Supervise Less, See More: Training-free Nuclear Instance Segmentation with Prototype-Guided Prompting
Wen Zhang, Qin Ren, Wenjing Liu, Haibin Ling, Chenyu You
TL;DR
SPROUT tackles training-free nuclear instance segmentation by uniting histology-informed priors with prototype-guided prompting to SAM. The method constructs slide-specific foreground/background prototypes from optical-density-based stain priors, aligns image features to these prototypes via a progressive partial optimal transport (POT-Scan) scheme, and converts the resulting activations into positive/negative prompts for SAM without any parameter updates. A containment-aware, soft-NMS refinement then yields accurate instance masks. Across MoNuSeg, CPM17, TNBC, and PanNuke, SPROUT demonstrates competitive performance relative to SAM-based, fully supervised, and weakly supervised baselines, while offering significant efficiency and strong robustness to hyperparameters, illustrating a practical zero-shot pathway for pathology-aware nuclear segmentation.
Abstract
Accurate nuclear instance segmentation is a pivotal task in computational pathology, supporting data-driven clinical insights and facilitating downstream translational applications. While large vision foundation models have shown promise for zero-shot biomedical segmentation, most existing approaches still depend on dense supervision and computationally expensive fine-tuning. Consequently, training-free methods present a compelling research direction, yet remain largely unexplored. In this work, we introduce SPROUT, a fully training- and annotation-free prompting framework for nuclear instance segmentation. SPROUT leverages histology-informed priors to construct slide-specific reference prototypes that mitigate domain gaps. These prototypes progressively guide feature alignment through a partial optimal transport scheme.
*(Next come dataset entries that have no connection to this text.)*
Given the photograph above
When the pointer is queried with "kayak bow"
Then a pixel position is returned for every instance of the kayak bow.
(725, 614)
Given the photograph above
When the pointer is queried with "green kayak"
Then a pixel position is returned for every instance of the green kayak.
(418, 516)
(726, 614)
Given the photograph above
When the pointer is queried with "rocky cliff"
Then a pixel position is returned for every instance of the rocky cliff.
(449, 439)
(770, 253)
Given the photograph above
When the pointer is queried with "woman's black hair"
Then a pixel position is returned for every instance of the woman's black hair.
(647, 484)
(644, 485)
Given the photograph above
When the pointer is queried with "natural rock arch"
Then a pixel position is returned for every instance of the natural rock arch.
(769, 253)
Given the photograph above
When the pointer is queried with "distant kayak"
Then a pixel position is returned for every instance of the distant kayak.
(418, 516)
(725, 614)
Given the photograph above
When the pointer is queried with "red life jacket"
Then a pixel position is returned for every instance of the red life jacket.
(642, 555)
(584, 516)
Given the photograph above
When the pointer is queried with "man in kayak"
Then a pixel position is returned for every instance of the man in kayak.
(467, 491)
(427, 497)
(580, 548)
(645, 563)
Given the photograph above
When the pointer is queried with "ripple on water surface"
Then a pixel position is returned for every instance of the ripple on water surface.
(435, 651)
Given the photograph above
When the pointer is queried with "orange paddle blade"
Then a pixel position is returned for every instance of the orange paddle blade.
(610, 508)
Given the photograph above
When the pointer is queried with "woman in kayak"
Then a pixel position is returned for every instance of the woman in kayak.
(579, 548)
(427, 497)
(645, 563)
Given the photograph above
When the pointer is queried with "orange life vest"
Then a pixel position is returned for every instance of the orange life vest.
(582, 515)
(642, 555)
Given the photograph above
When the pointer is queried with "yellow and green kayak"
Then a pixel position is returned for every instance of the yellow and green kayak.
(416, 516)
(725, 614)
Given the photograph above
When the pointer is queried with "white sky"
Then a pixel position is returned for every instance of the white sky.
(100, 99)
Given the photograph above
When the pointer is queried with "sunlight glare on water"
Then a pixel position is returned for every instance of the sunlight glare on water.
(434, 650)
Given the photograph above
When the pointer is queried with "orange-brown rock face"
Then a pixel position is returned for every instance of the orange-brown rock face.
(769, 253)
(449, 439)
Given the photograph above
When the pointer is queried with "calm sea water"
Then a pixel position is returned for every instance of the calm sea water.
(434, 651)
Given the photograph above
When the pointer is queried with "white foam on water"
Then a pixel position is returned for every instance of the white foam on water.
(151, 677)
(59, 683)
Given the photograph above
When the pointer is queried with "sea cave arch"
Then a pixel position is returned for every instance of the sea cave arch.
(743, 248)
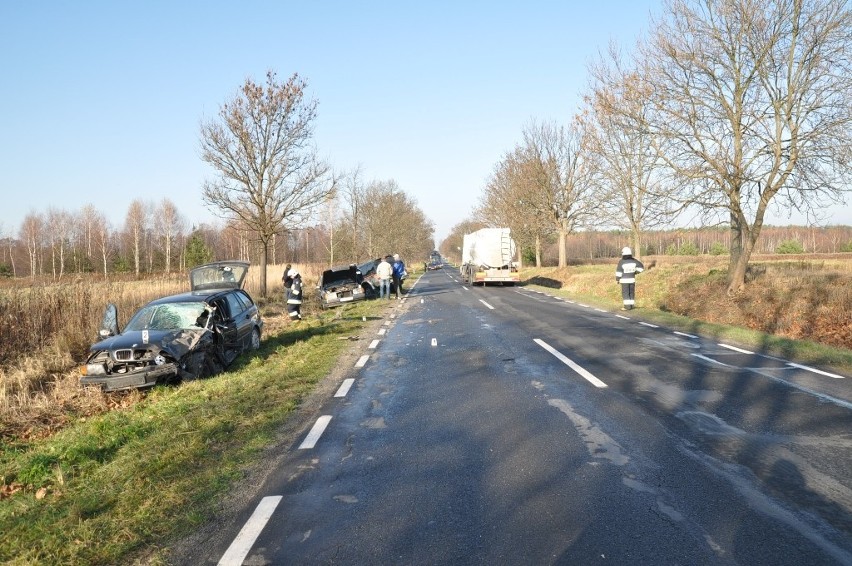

The resulting foreground and background features are transformed into positive and negative point prompts, enabling the Segment Anything Model (SAM) to produce precise nuclear delineations without any parameter updates. Extensive experiments across multiple histopathology benchmarks demonstrate that SPROUT achieves competitive performance without supervision or retraining, establishing a novel paradigm for scalable, training-free nuclear instance segmentation in pathology.